A VENEZIA IL DEBUTTO DEL PRIMO GIN DISTILLATO DEDICATO A MARCO POLO. EDIZIONE LIMITATA PER “LONDON DRY GIN GRAN KHAN” PRODOTTO DALLA PIU’ ANTICA DISTILLERIA ARTIGIANALE D’ITALIA ,
SERATA DI DEGUSTAZIONE ESCLUSIVA ABBINATA AL SIGARO NOSTRANO DEL GRAPPA
Debutto a Venezia per il gin “Gran Khan” nuovo prodotto della storica distilleria Vicentina “Fratelli Brunello” di Montegalda. La prima bottiglia è stata stappata in laguna in occasione del Villaggio di Coldiretti organizzato ai Giardini Napoleonici e in Riva Sette Martiri. Un evento che ha attirato molti visitatori e veneziani coinvolti in degustazioni guidate con protagonista tutta l’eccellenza italiana. Nell’enoteca con lo sfondo Piazza San Marco i cittadini e i turisti hanno potuto assaggiare per la prima volta in assoluto il London Dry Gin dedicato a Marco Polo realizzato proprio per festeggiare i 700 anni dalla morte dell’esploratore che ha attraversato l’Oriente diventando ambasciatore dell’impero di Kublai Khan nipote di Gensis Khan. Una edizione limitata, per questa acquavite speciale, a base di cereali che come vuole il disciplinare è aromatizzata con bacche di ginepro. Sugli ingredienti rigorosamente spiegati da Paolo Brunello durante la serata si è interrogato tutto il pubblico presente: dal pepe rosa allo zenzero, alla noce moscata, dai chiodi di garofano al the nero. Un vortice di profumi che ha letteralmente rapito tutti i presenti coinvolti nell’assaggio.

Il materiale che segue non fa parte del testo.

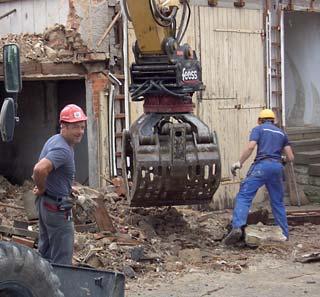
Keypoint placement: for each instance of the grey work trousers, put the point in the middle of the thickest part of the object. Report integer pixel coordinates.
(56, 232)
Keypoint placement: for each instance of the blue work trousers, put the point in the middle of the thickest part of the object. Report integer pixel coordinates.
(269, 173)
(56, 232)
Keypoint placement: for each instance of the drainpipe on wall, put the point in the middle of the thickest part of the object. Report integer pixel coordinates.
(125, 64)
(114, 90)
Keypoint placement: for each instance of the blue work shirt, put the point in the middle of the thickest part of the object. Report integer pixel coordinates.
(270, 141)
(61, 154)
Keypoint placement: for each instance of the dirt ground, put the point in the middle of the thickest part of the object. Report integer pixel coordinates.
(266, 276)
(271, 270)
(178, 251)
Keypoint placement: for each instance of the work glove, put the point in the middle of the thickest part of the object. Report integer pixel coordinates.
(234, 167)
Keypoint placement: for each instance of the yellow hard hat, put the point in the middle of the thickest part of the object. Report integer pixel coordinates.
(266, 114)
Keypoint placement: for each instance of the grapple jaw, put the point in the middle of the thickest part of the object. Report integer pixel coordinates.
(170, 159)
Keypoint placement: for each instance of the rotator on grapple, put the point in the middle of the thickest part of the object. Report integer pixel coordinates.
(170, 157)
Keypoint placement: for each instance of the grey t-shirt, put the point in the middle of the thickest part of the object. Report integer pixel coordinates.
(61, 154)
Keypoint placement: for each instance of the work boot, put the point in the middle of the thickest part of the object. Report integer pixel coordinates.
(233, 237)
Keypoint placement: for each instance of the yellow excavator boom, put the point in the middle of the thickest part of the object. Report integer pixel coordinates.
(149, 33)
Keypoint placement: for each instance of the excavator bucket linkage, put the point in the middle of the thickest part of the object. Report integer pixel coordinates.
(170, 159)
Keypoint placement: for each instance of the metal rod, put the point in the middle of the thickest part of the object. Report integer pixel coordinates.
(109, 28)
(8, 13)
(283, 86)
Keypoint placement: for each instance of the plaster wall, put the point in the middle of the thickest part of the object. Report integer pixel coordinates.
(89, 18)
(39, 105)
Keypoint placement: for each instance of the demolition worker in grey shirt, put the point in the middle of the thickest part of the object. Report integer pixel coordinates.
(53, 176)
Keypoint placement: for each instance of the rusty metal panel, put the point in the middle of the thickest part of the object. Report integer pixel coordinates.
(232, 58)
(230, 45)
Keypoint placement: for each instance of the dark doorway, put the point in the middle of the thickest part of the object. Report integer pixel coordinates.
(39, 106)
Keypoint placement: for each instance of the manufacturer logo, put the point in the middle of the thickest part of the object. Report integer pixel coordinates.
(189, 74)
(77, 115)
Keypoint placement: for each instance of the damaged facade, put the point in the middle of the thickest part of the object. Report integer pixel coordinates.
(250, 59)
(67, 51)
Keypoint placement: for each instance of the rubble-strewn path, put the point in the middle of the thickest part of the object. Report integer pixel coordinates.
(266, 277)
(174, 251)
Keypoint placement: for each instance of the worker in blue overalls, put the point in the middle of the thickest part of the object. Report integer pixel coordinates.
(267, 169)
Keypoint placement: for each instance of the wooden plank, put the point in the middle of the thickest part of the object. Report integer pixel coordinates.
(86, 227)
(11, 206)
(102, 217)
(19, 232)
(63, 68)
(233, 73)
(27, 17)
(40, 10)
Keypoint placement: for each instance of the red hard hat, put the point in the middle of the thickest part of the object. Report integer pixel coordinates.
(72, 113)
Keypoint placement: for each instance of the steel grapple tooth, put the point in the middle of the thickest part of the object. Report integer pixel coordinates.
(170, 159)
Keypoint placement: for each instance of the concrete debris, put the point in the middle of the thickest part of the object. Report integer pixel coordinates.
(308, 258)
(256, 235)
(150, 243)
(57, 44)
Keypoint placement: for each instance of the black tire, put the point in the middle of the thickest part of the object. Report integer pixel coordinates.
(23, 273)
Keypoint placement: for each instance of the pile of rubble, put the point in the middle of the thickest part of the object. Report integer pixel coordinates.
(56, 44)
(148, 242)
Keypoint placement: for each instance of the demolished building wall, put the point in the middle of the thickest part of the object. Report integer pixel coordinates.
(59, 41)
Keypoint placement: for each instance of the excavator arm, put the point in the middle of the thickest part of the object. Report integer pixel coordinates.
(170, 157)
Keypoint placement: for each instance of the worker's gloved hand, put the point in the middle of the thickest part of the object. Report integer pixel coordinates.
(86, 203)
(283, 160)
(234, 168)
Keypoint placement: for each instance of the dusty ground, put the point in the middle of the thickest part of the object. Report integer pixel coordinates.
(266, 276)
(271, 270)
(178, 251)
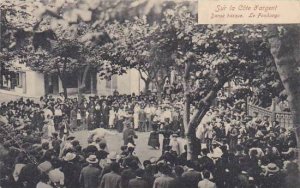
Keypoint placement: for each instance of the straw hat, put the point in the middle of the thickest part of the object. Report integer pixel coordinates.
(112, 155)
(272, 168)
(69, 156)
(92, 159)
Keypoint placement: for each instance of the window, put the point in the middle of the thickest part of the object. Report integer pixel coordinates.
(112, 83)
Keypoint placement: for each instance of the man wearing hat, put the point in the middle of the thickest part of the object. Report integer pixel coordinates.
(273, 176)
(89, 174)
(175, 146)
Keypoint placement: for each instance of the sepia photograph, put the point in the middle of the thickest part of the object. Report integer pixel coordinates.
(149, 94)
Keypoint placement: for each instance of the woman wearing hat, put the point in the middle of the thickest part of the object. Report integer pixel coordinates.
(272, 176)
(153, 140)
(89, 174)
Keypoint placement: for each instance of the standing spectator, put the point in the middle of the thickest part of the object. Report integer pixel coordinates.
(191, 177)
(112, 179)
(138, 181)
(129, 135)
(205, 183)
(89, 174)
(105, 114)
(165, 180)
(178, 181)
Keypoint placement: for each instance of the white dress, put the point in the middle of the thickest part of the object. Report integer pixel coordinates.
(51, 128)
(136, 117)
(111, 118)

Nella prima parte, un altro prodotto della distilleria è stato al centro dell’attenzione dei partecipanti: il brandy “La Stria Nera” della collezione “Spiriti del Palazzone” abbinato al sigaro “Nostrano del Brenta”. Un incontro a “km-zero” che esprime una terra ricca di sorprese – ha spiegato ancora Paolo Brunello animatore dell’evento insieme a Giampaolo Giacobbo del Consorzio Tabacchicoltori Monte Grappa. E così tra sorsi istruiti per affinare gusto e olfatto, è stata raccontata la storia di cinque secoli, quando i gabellieri della Repubblica di Venezia, i gendarmi dell’imperialregio governo di Vienna e i Finanzieri italiani seguivano “quel fil di fumo” per scovare i «pifferi» del Brenta, sigari fantasma che ufficialmente non esistevano, anche se nella valle, da Asiago a Bassano, tutti li fumavano. Una storia di contrabbando, di povera gente che si ingegnava a garantirsi il piatto di polenta sottraendo qualche foglia di tabacco alla conta del monopolio. Un racconto che dopo quasi quattrocento anni, ha avuto un lieto fine. Ora senza veli, grazie a un centinaio di produttori i sigari sono entrati nel mercato. La produzione dei «pifferi» del Brenta è rimasta immutata nel tempo, l’unica concessione alla praticità è stata l’uso di tabacco trinciato per il ripieno al posto delle foglie avvolte a mazzetto. Certo, il fumo fa male ma questo, almeno, è di tabacco puro, senza diserbanti, antiparassitari o additivi per la stagionatura. È dannoso come quasi tutti i piaceri, che, proprio per questo devono essere centellinati.